Scientists from Italy have identified 32 kindreds with germline mutations in 1 of 3 genes hMSH2, hMLH1 or hMSH6.
In this study, the scientists evaluated how many high-risk individuals in each family underwent genetic testing. They also assessed how many mutation-positive unaffected individuals accepted colonoscopic surveillance and recommended follow-up.
The team identified affected families using a population-based registry, as well as those referred from other centers.
They invited the family members to an education session with 2 members of staff.
|66% did not undergo genetic testing.|
|British Journal of Cancer|
When a kindred was consistent with HNPCC, the scientists examined neoplastic tissues for microsatellite instability (MSI) and immunohistochemical expression of MSH2, MLH1 and MSH6 proteins.
In addition, constitutional mutations were searched by SSCP or direct sequencing of the whole genomic region.
The team found that of the 164 subjects assessed by genetic testing, 89 were gene carriers. Of these 66 had a HNPCC-related cancer diagnosis and 23 remained unaffected.
The team found that 78% of the unaffected gene carriers underwent colonoscopy.
There were 292 first degree relatives at risk of cancer.
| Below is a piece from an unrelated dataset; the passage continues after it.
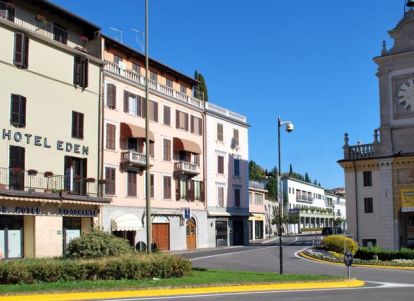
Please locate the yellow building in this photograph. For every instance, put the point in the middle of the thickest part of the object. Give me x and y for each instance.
(49, 117)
Of these, 66% did not undergo genetic testing.
The team determined that this was due to difficulty in reaching "at risk" family members at risk, lack of collaboration, and lack of interest in preventive medicine.
The scientists established that the number of colorectal lesions detected at endoscopy in gene carriers was significantly higher than in controls.
Dr Ponz de Leon's team concluded, "A large fraction of high-risk individuals in mutation-positive HNPCC families does not undergo genetic testing, despite the benefits of molecular screening and endoscopic surveillance".
"This clearly indicates that there are still barriers to genetic testing in HNPCC, and that we are unable to provide adequate protection against cancer development in these families".